Why CEO Pay Matters to Stock Performance
Money isn’t everything.
It may strike you as an odd thing to say since the point of investing is to make money.
However, it turns out that when there’s an obsession with money on a multitude of levels, things can backfire, including in terms of corporate performance.
Widening Wage Gap
It’s no secret that the gap between the very rich and everyone else has widened sharply, with corporate bigwigs commanding ever bigger pay packages. In 1970, U.S. CEOs, depending on whose figures you use, on average were paid around 10 times more than the median earned by their employees. Today, the ratio has soared to more than 250:1, and some estimates put it as high as 500:1. Whichever figure you use, it’s many times higher here than anywhere else. In Germany, Great Britain, France, and Japan, for instance, the average ratio is less than 20:1.
Whether this bothers you or not on moral grounds, the data indicates that companies with the highest-paid executives tend to underperform in the stock market. That corresponds with other areas where more money spent doesn’t produce better outcomes. For instance, the U.S. spends far more per capita on health care than any other country. Yet life expectancy here recently tumbled to levels not seen since 1996. It’s now at about 76 years – around four years below Chile, a country we outspend by more than 4:1.

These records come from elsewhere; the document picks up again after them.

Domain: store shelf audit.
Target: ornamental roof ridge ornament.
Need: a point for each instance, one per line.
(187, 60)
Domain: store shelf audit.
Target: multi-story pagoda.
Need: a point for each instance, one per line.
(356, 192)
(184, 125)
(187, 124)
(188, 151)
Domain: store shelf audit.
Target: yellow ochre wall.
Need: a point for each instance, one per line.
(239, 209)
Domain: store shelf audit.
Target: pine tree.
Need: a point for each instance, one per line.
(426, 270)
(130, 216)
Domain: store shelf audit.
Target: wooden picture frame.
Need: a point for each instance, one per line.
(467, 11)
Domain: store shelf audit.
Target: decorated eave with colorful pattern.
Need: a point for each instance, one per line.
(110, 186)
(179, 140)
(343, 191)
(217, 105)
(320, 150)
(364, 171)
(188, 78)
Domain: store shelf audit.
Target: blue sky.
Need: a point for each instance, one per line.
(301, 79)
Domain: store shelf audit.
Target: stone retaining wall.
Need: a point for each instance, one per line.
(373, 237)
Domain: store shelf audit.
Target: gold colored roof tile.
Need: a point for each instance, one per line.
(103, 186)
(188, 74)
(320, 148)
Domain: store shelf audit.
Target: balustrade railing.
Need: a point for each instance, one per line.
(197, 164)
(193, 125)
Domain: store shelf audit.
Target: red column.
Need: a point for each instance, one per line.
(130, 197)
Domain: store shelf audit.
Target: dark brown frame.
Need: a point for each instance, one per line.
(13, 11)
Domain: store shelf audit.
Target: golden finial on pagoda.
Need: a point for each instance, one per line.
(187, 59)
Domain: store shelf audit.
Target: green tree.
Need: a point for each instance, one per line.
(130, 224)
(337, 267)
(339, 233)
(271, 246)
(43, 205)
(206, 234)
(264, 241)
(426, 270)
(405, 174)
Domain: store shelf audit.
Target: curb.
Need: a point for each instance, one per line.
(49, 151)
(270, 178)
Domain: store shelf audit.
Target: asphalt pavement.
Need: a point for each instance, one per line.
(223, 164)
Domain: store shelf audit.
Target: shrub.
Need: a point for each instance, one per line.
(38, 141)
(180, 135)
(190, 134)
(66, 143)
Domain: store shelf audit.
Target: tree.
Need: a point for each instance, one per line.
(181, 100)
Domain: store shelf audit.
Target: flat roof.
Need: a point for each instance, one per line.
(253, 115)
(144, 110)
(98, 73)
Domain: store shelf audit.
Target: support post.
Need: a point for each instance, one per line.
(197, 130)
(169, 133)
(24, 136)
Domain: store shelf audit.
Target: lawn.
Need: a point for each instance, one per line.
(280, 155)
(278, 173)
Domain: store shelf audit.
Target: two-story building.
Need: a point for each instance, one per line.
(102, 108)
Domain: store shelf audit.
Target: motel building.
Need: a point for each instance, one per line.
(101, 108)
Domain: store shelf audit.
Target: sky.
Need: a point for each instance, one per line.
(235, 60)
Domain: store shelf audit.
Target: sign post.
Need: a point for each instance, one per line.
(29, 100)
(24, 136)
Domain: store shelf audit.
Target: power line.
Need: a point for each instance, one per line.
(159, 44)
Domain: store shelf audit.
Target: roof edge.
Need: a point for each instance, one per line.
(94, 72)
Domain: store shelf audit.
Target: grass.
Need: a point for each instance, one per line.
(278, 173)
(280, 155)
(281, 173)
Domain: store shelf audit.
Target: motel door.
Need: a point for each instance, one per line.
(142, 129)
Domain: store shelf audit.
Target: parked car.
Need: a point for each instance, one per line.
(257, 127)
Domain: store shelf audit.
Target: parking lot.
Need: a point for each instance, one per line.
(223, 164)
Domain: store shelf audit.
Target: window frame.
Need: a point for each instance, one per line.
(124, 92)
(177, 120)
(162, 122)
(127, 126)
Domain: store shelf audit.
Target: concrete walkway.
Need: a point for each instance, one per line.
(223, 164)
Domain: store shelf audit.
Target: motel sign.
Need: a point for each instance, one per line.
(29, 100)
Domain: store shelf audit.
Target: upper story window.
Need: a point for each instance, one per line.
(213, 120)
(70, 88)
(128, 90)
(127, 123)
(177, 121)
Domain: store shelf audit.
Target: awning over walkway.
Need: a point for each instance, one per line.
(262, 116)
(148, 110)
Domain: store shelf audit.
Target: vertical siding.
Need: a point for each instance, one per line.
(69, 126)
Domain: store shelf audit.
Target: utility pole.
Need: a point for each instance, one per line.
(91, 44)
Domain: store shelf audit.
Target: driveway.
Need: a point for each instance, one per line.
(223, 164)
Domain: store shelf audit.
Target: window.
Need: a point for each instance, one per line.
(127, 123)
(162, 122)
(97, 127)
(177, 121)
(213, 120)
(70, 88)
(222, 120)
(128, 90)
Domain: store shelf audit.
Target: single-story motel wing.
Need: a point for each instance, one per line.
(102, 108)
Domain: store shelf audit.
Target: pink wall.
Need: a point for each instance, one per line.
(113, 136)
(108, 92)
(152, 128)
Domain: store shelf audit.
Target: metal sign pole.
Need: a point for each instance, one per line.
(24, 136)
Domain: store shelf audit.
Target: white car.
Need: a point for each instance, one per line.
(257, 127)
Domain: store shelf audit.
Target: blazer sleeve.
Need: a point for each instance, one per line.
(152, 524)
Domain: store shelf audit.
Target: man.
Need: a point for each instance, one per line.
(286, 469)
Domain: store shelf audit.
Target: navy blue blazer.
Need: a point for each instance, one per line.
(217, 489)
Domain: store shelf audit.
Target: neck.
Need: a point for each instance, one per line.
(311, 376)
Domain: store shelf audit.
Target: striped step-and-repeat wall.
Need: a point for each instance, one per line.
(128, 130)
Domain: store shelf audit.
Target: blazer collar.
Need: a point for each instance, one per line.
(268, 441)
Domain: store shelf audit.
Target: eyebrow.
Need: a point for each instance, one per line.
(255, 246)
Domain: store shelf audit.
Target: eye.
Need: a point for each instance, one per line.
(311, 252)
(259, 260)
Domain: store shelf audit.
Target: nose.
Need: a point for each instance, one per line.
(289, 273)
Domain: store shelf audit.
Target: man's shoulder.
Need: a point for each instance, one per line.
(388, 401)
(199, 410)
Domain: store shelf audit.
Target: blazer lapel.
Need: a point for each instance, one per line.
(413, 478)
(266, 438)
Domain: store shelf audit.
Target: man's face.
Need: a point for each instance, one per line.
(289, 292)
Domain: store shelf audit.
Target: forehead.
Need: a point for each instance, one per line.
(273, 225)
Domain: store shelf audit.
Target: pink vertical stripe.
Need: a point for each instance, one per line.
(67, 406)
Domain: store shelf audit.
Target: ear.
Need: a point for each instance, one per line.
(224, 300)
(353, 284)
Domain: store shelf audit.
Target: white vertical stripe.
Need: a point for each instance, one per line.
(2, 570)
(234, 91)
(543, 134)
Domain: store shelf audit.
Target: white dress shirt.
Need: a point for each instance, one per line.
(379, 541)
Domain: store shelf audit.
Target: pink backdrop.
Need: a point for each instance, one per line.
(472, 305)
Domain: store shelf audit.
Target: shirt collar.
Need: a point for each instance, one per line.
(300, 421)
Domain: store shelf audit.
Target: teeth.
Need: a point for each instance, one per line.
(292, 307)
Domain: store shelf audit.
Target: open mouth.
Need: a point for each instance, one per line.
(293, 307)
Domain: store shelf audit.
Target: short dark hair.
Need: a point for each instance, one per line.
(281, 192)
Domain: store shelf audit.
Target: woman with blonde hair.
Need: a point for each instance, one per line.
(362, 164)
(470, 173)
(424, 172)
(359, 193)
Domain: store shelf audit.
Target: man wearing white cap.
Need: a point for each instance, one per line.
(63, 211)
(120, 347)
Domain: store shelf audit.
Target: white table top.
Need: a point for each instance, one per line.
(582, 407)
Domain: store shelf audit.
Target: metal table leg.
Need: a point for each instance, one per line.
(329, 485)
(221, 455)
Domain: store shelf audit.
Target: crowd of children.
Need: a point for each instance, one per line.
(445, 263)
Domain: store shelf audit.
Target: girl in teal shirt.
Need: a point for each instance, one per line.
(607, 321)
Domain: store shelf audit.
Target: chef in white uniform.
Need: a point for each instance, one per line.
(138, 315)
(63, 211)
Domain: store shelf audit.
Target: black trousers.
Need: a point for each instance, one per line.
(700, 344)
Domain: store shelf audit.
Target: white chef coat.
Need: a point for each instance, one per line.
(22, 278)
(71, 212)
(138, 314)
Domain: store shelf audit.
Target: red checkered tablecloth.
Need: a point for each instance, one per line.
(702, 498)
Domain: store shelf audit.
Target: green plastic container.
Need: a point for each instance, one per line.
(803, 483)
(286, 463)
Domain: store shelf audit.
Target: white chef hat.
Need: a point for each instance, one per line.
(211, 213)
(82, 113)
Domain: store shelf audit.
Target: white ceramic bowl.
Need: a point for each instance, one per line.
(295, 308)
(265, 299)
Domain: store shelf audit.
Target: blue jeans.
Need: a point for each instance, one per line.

It’s a similar story for education. Every three years, around 80 countries participate in giving tests to 15-year-olds. In today’s world, the most important skill tested is in math. In the early 1970s and before, our high schools were known for graduating highly trained math students. Today – although only tiny Luxembourg outspends us on a per-capita basis on education – we’re 37th in the world in math scores.
Higher CEO Pay Correlated With Stock Under-Performance
And mattering the most to investors, the principle that money isn’t the key to better outcomes shows up in corporate performance. In their proxy statements, companies must include salaries of officers along with the median salary of employees. We looked at the latest list for S&P 500 companies and compared the stock market performance of the 15 companies with the lowest ratios to that of the 15 with the highest ratios.
It turns out that over the past five years, the low-ratio companies outperformed the high-ratio companies. What makes this striking is that this is true despite incentives paid to executives who boost stock performance. It seems that a focus on high executive compensation can partially backfire by failing to motivate the company as a whole. A smaller pay gap seems to boost the entire company. On this count, a nod goes to a group of London-based social psychologists who have shown that the more a person cares about money, the more likely that person is to treat other people as mere objects.
These results are meant to be only suggestive. Companies may have high pay gaps for various reasons, such as employing a lot of part-time workers. Still, given the higher performance of the lower-ratio 15, the suggestion is that too large a pay gap may create a work environment in which employees don’t feel valued and so don’t do their best. Pay gaps are intrinsic to capitalism, and we’re all for them. But if they become too great, and the big boss regards employees as tools, not as valued team members, the overall results may be negative for the company.
Pay gaps aren’t the only metric we could have looked at. For instance, comparing total CEO compensation yields similar results, is strongly correlated with pay gaps, and is possibly less dependent on the type of business involved. Whatever metric you use, the message is that while money is good, there can be too much of a good thing.